Overabundance isn’t a problem exclusive to suburbia. City homes and apartments and hotel rooms and most vacation getaways are similarly accoutered. If you ask anyone about, say, a microwave oven you’ll be told everyone has one.
Well, like the automobile, we Americans have more of all of that than any other people. Considering what we think “everyone has”, it’s hard to believe sixty percent of the world population does not have a toilet in their home. That’s 4.2 billion people. Not actually the theme of this writing, but most Americans look down on the impoverished as though they aren’t as clever as we are. If we’re so clever why do we need a plumber when something goes wrong with the plumbing we think everyone has? The awful truth is 1.6 million Americans have no use for a plumber. They don’t have plumbing. Right here in the land of tax breaks for the very rich 1.6 million Americans do not have flush toilets. Given what we now know about the consumption of natural resources surrounding the lithium battery we could say those 1.6 million Americans are doing more for the environment than the people driving electric cars.
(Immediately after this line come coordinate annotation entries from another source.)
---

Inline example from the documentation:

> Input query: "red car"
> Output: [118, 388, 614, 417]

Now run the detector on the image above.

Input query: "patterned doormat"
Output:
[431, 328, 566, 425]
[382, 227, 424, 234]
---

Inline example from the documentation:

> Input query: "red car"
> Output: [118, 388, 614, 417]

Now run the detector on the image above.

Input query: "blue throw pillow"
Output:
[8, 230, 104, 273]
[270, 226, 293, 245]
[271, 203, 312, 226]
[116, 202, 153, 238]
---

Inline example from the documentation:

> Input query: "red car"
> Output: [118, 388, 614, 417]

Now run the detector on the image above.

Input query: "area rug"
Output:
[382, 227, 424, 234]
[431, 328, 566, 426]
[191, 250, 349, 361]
We’ve raped mother earth for our own satiation. Everything came out of the ground, even the bricks and the lumber our homes are made from. It’s too late to take your microwave to the junk yard. Our only defense against the encroaching ecological calamity is to not use superfluous products already purchased and be careful about buying the next new gismo. Everything invented isn’t progress.
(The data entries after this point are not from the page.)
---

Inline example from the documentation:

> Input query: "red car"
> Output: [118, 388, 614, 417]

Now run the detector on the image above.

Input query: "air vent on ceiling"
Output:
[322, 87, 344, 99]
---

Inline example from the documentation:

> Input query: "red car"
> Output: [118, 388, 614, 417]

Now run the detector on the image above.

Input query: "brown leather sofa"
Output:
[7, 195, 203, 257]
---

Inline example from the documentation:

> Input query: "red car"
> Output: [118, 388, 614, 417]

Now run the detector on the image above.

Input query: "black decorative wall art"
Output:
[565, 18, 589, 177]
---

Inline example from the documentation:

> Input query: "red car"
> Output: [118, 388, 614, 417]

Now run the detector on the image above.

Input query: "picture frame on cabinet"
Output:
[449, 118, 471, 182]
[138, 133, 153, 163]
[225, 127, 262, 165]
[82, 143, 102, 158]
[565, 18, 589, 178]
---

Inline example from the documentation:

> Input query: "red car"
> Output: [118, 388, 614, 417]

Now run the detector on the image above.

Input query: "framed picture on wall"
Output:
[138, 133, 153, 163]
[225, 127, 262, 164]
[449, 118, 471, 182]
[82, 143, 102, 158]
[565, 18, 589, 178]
We praise cultures that leave behind pyramids and castles. Cultures who come and go with barely leaving a trace we think of as primitive. Many primitive people have disappeared over the millennia leaving only bones and undecipherable runes. But since Europeans arrived in the Americas, too often the reason for a culture’s music, art, religion and even languages not surviving is our need to erase them in the pursuit of the natural abundance they managed well.
Einstein wrote, “All of our exalted technological progress, civilization for that matter, is comparable to an ax in the hand of a pathological criminal.”
Denny Riley is an Air Force veteran of the U.S. war in Vietnam, a writer, and a member of San Francisco Veterans For Peace Chapter 69.